Çağla Kaymaz·Jan 2026·1 min read

AI-generated images and videos are becoming increasingly realistic and harder to distinguish from real content. As quality improves, the focus shifts from generation quality to speed and cost efficiency. Current media generation remains impractical for widespread use—Google’s Veo-3 generates 8-second videos at $0.40/second while OpenAI’s Sora 2-Pro caps at 25 seconds at $0.50/second, both requiring minutes of processing.

Proprietary models currently dominate the frontier performance space. "The top ten text-to-image and text-to-video models on public leaderboards are all proprietary." However, this dominance is temporary.

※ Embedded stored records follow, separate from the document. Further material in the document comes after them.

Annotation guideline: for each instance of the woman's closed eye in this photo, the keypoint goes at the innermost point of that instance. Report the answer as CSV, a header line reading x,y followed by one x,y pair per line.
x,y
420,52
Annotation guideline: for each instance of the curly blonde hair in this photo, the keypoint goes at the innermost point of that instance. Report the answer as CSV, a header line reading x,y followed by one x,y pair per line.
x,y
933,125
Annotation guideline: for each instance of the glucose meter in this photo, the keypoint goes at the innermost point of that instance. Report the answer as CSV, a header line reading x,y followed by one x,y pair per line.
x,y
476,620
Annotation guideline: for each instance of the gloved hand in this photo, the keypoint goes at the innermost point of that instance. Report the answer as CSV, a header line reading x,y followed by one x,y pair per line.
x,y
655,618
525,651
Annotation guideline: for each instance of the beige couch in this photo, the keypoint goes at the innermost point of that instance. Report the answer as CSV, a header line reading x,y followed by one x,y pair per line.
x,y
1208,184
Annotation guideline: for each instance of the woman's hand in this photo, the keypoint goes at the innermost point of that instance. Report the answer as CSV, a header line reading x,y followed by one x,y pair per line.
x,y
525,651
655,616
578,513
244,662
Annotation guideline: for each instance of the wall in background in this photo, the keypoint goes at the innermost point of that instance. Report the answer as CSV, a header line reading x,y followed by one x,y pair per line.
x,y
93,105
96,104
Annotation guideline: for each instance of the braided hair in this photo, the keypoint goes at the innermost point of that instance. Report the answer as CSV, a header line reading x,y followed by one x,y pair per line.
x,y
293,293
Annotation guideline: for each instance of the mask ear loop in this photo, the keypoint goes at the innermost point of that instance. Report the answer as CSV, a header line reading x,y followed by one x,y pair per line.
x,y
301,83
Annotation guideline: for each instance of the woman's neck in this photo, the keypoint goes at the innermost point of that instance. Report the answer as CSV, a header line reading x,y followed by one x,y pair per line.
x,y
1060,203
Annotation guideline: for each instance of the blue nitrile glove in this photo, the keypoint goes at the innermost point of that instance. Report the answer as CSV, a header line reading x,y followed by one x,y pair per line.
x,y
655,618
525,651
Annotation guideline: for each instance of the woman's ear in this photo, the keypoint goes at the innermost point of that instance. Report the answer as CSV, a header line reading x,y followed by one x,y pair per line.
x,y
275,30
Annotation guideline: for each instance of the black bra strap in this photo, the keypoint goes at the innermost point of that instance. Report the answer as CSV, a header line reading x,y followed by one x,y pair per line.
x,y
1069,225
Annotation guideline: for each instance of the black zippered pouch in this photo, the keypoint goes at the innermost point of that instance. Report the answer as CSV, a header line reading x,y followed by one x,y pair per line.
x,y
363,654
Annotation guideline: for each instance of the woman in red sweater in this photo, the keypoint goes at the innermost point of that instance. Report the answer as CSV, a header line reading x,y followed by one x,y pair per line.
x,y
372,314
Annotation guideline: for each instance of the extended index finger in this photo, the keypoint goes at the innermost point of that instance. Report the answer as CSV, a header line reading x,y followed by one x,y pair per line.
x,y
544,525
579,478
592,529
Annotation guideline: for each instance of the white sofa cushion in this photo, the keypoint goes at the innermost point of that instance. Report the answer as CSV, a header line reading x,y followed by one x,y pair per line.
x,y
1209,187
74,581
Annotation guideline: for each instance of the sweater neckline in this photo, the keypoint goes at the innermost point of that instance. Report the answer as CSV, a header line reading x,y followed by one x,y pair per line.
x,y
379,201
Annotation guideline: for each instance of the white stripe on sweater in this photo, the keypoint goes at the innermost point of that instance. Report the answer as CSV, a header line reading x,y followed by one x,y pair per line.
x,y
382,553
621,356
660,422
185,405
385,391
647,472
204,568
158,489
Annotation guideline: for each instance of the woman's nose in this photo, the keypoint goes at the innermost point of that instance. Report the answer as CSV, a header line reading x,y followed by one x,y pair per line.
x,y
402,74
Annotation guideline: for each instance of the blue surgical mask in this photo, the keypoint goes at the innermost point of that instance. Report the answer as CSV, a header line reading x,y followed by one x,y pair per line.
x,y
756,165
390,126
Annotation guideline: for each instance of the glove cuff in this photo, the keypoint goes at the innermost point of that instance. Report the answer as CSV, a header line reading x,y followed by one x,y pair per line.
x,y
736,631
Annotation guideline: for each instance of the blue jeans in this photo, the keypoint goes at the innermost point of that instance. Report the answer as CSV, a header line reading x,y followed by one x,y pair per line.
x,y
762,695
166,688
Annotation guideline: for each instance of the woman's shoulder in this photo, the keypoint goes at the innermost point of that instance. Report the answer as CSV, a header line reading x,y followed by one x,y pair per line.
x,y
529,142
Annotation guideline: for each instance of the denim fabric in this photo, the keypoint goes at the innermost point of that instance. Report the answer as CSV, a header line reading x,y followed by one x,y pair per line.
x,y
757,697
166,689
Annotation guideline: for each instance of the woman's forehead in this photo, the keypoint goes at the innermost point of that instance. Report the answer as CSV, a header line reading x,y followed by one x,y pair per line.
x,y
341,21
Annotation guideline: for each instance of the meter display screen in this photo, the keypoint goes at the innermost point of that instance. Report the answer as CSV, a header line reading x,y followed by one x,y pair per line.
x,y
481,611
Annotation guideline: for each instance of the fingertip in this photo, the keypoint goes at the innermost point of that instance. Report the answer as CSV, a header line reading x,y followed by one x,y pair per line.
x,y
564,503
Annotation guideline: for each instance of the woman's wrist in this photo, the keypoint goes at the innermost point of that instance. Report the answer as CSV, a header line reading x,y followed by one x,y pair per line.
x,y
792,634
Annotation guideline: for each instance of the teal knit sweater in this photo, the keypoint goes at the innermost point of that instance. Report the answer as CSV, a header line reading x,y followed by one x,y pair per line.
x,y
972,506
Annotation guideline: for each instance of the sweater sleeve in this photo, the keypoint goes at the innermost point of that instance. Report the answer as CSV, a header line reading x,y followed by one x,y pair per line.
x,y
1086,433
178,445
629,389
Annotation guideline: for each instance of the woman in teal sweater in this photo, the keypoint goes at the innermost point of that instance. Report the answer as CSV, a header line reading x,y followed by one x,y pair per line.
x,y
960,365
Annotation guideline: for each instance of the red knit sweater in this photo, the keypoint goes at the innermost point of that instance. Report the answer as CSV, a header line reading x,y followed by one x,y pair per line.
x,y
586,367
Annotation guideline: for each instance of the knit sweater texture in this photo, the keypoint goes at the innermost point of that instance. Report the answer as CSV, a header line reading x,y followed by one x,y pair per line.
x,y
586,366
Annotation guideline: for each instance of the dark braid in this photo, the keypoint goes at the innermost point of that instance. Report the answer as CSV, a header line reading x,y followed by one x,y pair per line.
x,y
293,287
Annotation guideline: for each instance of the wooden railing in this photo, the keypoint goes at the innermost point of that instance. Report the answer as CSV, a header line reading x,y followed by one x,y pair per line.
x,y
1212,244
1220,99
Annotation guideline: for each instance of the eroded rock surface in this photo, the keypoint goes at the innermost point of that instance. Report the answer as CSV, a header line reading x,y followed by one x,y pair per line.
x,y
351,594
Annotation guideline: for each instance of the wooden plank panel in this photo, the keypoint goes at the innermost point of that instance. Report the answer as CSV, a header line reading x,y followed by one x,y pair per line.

The DeepSeek Moment for Diffusion

Early 2025’s DeepSeek R-1 represented a watershed moment—the first open-weights model matching OpenAI’s o1 performance at reportedly lower training costs. This breakthrough catalyzed rapid ecosystem shifts: intensified competition, accelerated investment, improved accessibility, and surging adoption. A comparable breakthrough in open-source diffusion models will trigger a similar reinforcement cycle requiring new infrastructure purpose-built for media generation efficiency.

Media Needs Its Own Inference Stack

Current AI inference infrastructure targets text generation using autoregressive models. "Computation operates over large, dense tensors, and performance is dominated by GPU memory movement rather than token reuse." Video generation compounds complexity by processing multiple frames simultaneously, multiplying memory demands and GPU coordination requirements.

Unlike LLM inference tools like vLLM, comparable diffusion infrastructure remains nascent. This nascency creates opportunity: "early movers have limited durable technical advantage" as the stack continues developing over coming years.

The convergence of approaching quality parity, substantially higher compute demands, and fundamentally different architectural requirements makes now the optimal moment for diffusion-focused inference platform development.